Was reading Kazuo Ishiguro’s “Never Let Me Go”, and am struggling to find words to describe it. Its haunting, its scary, and its really really creepy. What makes it so? Why does it keep me awake at night, grappling with the memories of some “students” in a book?
It starts off as a boarding school story, a world of children growing up, becoming friends, dealing with their “guardians”. All of them are aware that they are not destined for the usual world, the everyday world outside. But the focus is on interpersonal relationships that draw you in, make you involved in their stories, their little gains and losses, the preparation for the world outside. They seem a little deprived, in some way, more evidenced by their joy in little things than any major cruelty they suffer. Their dreams are small : “to work in an open office space”, “to become a fireman”, “to have a relationship with a loved one”, but at the outset, it is clear that these dreams are out of reach for them. They are hoping for the impossible. You root for them, you find yourself turning pages to see if any of them “make it in life” if their love stories work out, if somehow, anyhow, humanity does not fail them.

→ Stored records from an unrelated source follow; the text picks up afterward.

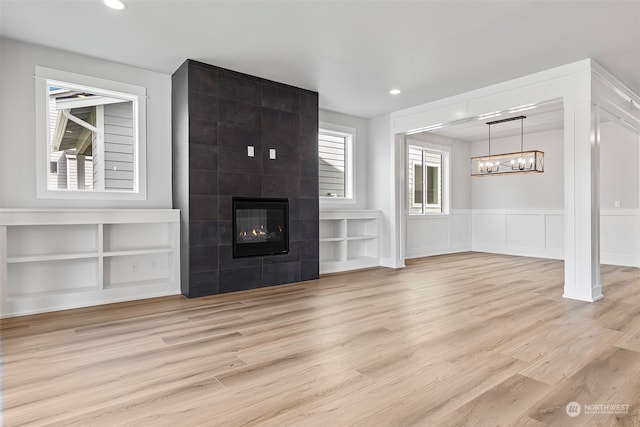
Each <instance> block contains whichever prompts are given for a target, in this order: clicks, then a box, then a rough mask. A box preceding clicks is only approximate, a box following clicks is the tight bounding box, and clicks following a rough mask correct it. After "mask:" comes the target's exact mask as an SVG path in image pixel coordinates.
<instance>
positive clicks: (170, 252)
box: [102, 247, 173, 257]
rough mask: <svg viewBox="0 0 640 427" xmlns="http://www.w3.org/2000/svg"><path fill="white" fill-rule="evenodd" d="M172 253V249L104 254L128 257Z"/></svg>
mask: <svg viewBox="0 0 640 427" xmlns="http://www.w3.org/2000/svg"><path fill="white" fill-rule="evenodd" d="M171 252H173V248H169V247H166V248H149V249H132V250H129V251H110V252H104V253H103V254H102V255H103V256H105V257H111V256H130V255H150V254H168V253H171Z"/></svg>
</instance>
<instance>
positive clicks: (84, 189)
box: [36, 67, 146, 199]
mask: <svg viewBox="0 0 640 427" xmlns="http://www.w3.org/2000/svg"><path fill="white" fill-rule="evenodd" d="M145 94H146V89H145V88H142V87H139V86H133V85H128V84H125V83H118V82H111V81H108V80H103V79H98V78H93V77H89V76H82V75H78V74H72V73H67V72H64V71H58V70H52V69H48V68H43V67H36V111H37V117H36V120H37V126H38V127H37V144H38V145H37V150H36V153H37V159H36V163H37V180H38V197H40V198H77V199H80V198H91V199H113V198H125V199H143V198H146V190H145V188H146V185H145V184H146V180H145V175H146V174H145V158H146V146H145V129H146V126H145V125H144V120H145V111H146V110H145ZM47 165H48V167H47Z"/></svg>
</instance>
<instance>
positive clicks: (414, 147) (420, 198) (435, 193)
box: [406, 141, 449, 215]
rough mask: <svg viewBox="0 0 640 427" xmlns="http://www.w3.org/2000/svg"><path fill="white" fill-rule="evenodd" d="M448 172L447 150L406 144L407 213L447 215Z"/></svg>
mask: <svg viewBox="0 0 640 427" xmlns="http://www.w3.org/2000/svg"><path fill="white" fill-rule="evenodd" d="M448 170H449V148H448V147H442V146H436V145H434V144H428V143H421V142H418V141H410V142H409V144H408V145H407V177H406V178H407V180H406V181H407V199H408V203H409V213H410V214H412V215H420V214H433V213H448V211H449V209H448V204H447V200H448V198H449V194H448V191H449V185H448V184H449V181H448Z"/></svg>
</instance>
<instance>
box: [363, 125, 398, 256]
mask: <svg viewBox="0 0 640 427" xmlns="http://www.w3.org/2000/svg"><path fill="white" fill-rule="evenodd" d="M368 136H369V144H368V145H367V147H368V150H367V162H368V165H369V166H368V171H367V180H368V187H367V198H368V201H369V206H368V207H369V208H370V209H377V210H380V211H382V218H381V226H380V265H382V266H385V267H391V268H399V267H403V266H404V261H402V262H398V252H399V250H398V248H402V247H403V246H402V245H403V244H404V242H403V241H398V240H397V239H396V235H397V233H398V232H399V229H398V225H399V223H398V212H399V206H397V205H396V202H395V194H396V188H395V187H396V176H395V171H396V165H395V164H394V160H395V159H396V158H397V153H396V151H399V150H400V148H399V147H400V144H397V143H396V144H394V142H392V135H391V121H390V116H389V115H388V114H385V115H383V116H379V117H375V118H372V119H370V120H369V127H368Z"/></svg>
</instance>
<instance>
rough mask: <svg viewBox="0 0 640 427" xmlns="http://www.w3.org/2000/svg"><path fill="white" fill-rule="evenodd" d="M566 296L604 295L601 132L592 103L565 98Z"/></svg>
mask: <svg viewBox="0 0 640 427" xmlns="http://www.w3.org/2000/svg"><path fill="white" fill-rule="evenodd" d="M564 166H565V182H564V208H565V209H564V213H565V219H564V222H565V241H564V244H565V263H564V276H565V283H564V295H563V296H564V297H565V298H570V299H576V300H580V301H589V302H592V301H596V300H598V299H600V298H602V289H601V287H600V134H599V120H598V116H597V113H592V106H591V102H590V101H588V102H581V103H576V104H571V103H569V102H567V100H566V99H565V139H564Z"/></svg>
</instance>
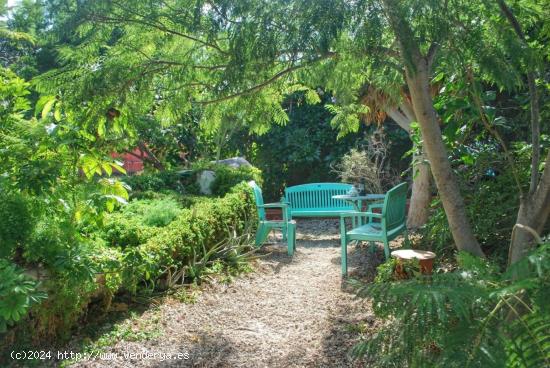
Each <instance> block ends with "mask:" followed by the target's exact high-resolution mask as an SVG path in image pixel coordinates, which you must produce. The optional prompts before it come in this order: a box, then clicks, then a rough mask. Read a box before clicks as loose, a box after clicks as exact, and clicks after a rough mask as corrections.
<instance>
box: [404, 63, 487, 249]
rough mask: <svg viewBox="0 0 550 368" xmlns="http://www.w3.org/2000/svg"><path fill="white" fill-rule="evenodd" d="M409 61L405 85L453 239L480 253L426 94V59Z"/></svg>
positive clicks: (445, 150)
mask: <svg viewBox="0 0 550 368" xmlns="http://www.w3.org/2000/svg"><path fill="white" fill-rule="evenodd" d="M412 61H413V62H414V65H413V66H412V68H411V67H407V68H406V78H407V85H408V87H409V91H410V93H411V98H412V104H413V109H414V112H415V115H416V117H417V119H418V123H419V125H420V131H421V133H422V138H423V142H424V146H423V148H424V150H425V152H426V155H427V157H428V160H429V162H430V167H431V170H432V173H433V176H434V179H435V184H436V186H437V189H438V191H439V196H440V197H441V201H442V202H443V207H444V209H445V214H446V215H447V220H448V221H449V226H450V228H451V233H452V234H453V239H454V241H455V244H456V247H457V248H458V249H459V250H463V251H467V252H470V253H472V254H475V255H478V256H484V254H483V251H482V250H481V247H480V245H479V243H478V241H477V239H476V238H475V236H474V233H473V231H472V227H471V225H470V223H469V221H468V217H467V216H466V210H465V206H464V200H463V198H462V196H461V194H460V190H459V188H458V183H457V180H456V178H455V176H454V173H453V171H452V169H451V164H450V162H449V158H448V154H447V150H446V148H445V145H444V143H443V139H442V133H441V129H440V128H439V124H438V119H437V113H436V112H435V109H434V107H433V101H432V97H431V94H430V86H429V67H428V59H427V58H425V57H415V58H414V59H413V60H412ZM413 68H414V69H413ZM411 69H413V70H411Z"/></svg>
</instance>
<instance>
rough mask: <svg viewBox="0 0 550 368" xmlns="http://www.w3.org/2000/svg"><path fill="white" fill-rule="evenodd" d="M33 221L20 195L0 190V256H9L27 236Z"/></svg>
mask: <svg viewBox="0 0 550 368" xmlns="http://www.w3.org/2000/svg"><path fill="white" fill-rule="evenodd" d="M33 225H34V221H33V218H32V215H31V213H30V209H29V203H28V201H27V200H26V199H25V198H24V197H23V196H21V195H17V194H8V193H1V192H0V244H1V246H0V258H3V257H9V256H11V255H12V252H13V251H14V250H15V248H16V247H17V246H18V245H21V244H23V243H24V242H25V240H27V238H28V237H29V235H30V233H31V231H32V228H33Z"/></svg>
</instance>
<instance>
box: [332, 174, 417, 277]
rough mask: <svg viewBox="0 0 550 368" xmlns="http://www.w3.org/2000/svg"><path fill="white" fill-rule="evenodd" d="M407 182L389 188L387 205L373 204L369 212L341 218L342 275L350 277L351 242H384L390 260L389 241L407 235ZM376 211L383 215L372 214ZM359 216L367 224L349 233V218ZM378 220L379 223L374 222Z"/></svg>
mask: <svg viewBox="0 0 550 368" xmlns="http://www.w3.org/2000/svg"><path fill="white" fill-rule="evenodd" d="M406 203H407V183H402V184H399V185H397V186H395V187H393V188H392V189H390V190H389V191H388V192H387V193H386V196H385V198H384V203H378V204H372V205H370V206H369V208H368V211H367V212H355V213H343V214H341V215H340V241H341V246H342V249H341V251H342V275H343V276H346V275H347V274H348V259H347V258H348V257H347V246H348V243H349V242H350V241H353V240H355V241H368V242H371V245H374V243H373V242H381V243H384V254H385V256H386V260H387V259H388V258H390V246H389V242H390V241H391V240H393V239H395V238H396V237H397V236H398V235H400V234H403V235H404V236H405V241H406V243H408V242H409V239H408V235H407V219H406V214H405V212H406ZM375 208H381V209H382V211H381V213H374V212H372V210H373V209H375ZM355 216H356V217H359V218H361V219H362V220H363V221H362V222H361V223H363V224H364V225H361V226H359V227H356V228H354V229H352V230H350V231H346V223H345V219H346V217H355ZM375 219H378V220H379V221H375Z"/></svg>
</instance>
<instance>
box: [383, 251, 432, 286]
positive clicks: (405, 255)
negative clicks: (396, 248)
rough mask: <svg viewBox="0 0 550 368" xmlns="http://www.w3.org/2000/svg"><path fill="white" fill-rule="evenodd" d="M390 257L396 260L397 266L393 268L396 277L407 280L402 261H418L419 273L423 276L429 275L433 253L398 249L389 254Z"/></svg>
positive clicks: (430, 268)
mask: <svg viewBox="0 0 550 368" xmlns="http://www.w3.org/2000/svg"><path fill="white" fill-rule="evenodd" d="M391 256H392V257H394V258H395V259H397V265H396V267H395V272H396V274H397V276H398V277H399V278H401V279H406V278H409V275H407V272H406V271H405V267H404V261H410V260H413V259H416V260H418V264H419V266H420V272H421V273H422V274H424V275H431V274H432V269H433V264H434V258H435V253H434V252H430V251H427V250H418V249H399V250H394V251H393V252H391Z"/></svg>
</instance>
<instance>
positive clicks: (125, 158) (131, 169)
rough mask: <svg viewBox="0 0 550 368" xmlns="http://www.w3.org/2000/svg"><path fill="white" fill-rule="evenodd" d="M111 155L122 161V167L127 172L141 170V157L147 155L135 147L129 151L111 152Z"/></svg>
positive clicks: (113, 156)
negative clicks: (123, 168) (131, 150)
mask: <svg viewBox="0 0 550 368" xmlns="http://www.w3.org/2000/svg"><path fill="white" fill-rule="evenodd" d="M111 157H113V158H117V159H119V160H121V161H122V162H123V165H122V167H124V170H126V173H127V174H134V173H136V172H140V171H143V158H146V157H147V153H145V152H142V151H141V150H140V149H139V148H135V149H134V150H133V151H132V152H131V153H129V152H127V153H122V154H121V153H115V152H113V153H111Z"/></svg>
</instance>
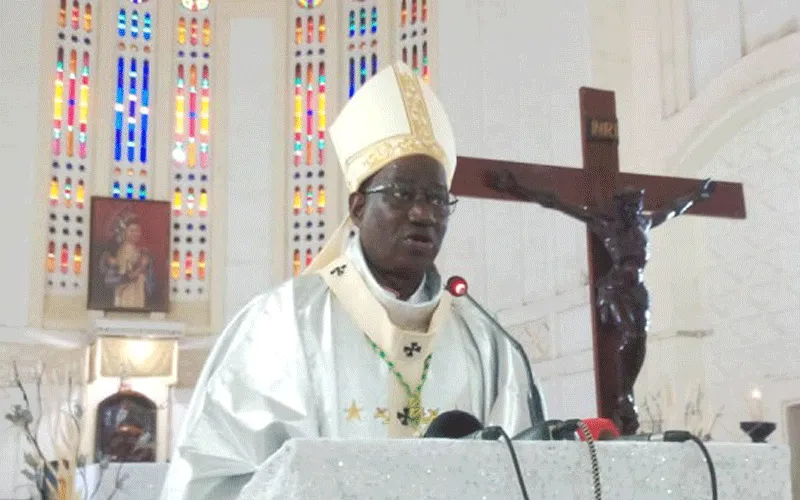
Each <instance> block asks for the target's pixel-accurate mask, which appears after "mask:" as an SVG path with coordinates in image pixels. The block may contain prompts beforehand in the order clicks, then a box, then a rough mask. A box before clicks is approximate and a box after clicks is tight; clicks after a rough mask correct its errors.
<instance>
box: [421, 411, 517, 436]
mask: <svg viewBox="0 0 800 500" xmlns="http://www.w3.org/2000/svg"><path fill="white" fill-rule="evenodd" d="M497 429H499V427H487V428H485V429H484V427H483V424H481V423H480V421H478V419H477V418H475V417H474V416H472V415H470V414H469V413H467V412H465V411H461V410H450V411H446V412H444V413H442V414H441V415H439V416H437V417H436V418H434V419H433V421H432V422H431V423H430V425H429V426H428V429H427V430H426V431H425V435H424V436H423V437H426V438H447V439H487V440H494V439H499V438H500V436H501V435H502V433H500V432H499V431H498V430H497Z"/></svg>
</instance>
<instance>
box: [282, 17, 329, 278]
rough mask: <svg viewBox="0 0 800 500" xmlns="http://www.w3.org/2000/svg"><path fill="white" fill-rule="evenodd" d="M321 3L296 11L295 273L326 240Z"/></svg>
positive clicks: (294, 54) (325, 25)
mask: <svg viewBox="0 0 800 500" xmlns="http://www.w3.org/2000/svg"><path fill="white" fill-rule="evenodd" d="M320 4H321V2H316V5H313V2H299V3H298V4H297V5H296V6H295V7H294V10H293V12H294V21H293V25H294V29H295V31H294V37H293V42H294V47H293V49H294V50H293V52H294V57H293V59H292V62H291V64H292V73H291V74H292V81H291V87H290V88H291V94H290V95H291V96H292V97H291V99H292V118H293V120H292V123H293V128H292V131H291V134H292V135H291V144H292V147H291V149H292V158H291V161H290V167H289V179H290V182H289V201H290V206H289V210H288V214H289V235H290V236H289V238H290V241H289V244H290V249H291V250H290V252H291V272H292V273H293V274H295V275H297V274H299V273H300V272H302V270H303V269H305V267H307V266H308V265H309V264H310V262H311V260H312V259H313V257H314V255H315V254H316V252H317V251H318V248H319V245H320V242H322V241H324V240H325V234H326V233H325V229H326V228H325V202H326V200H325V161H326V152H327V135H326V134H327V113H328V104H327V92H328V89H327V81H326V78H327V68H326V65H325V62H326V57H325V50H326V48H327V47H326V43H327V39H326V38H327V37H326V34H327V28H328V27H327V24H326V23H327V21H326V16H325V11H324V10H323V9H320V8H316V7H319V5H320Z"/></svg>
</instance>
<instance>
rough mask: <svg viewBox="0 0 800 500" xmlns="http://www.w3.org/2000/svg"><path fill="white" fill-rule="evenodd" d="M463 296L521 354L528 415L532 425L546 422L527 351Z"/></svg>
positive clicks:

But it is , of course, impossible. They know it, and you as the reader, know it too. For one thing, the “students” are clones. Created, educated and prepared for one reason: their vital organs are needed for transplants for “normal” people. They are aware of what they are and why they exist, right from the time they are children. What is brought out in the course of the novel is “who” they are: real people, with hopes and feelings and joy and sorrow and a heart-rending acceptance of their function in life. Ishiguro’s genius lies in the fact that he doesn’t linger on their being clones, on their status, first as “carers”, then as “donors”, and finally, that they “complete” after their second, third or fourth “donation”. These are incidental to the main story, which is about people complete in themselves, just existing to make life possible for others to survive, live and prosper.
It brings to mind all the occasions, past, present and future, where being human in not enough.
If Orwell’s 1984 was scary enough, 20XX is way more so. Where is science taking us? In its search for the cure for disease, in its denial of old age and in its giddy intoxication with itself and its own advances…
I can’t recommend that you read this book, or not read it. I just had to write about it, get it out there, so I don’t think about it so much.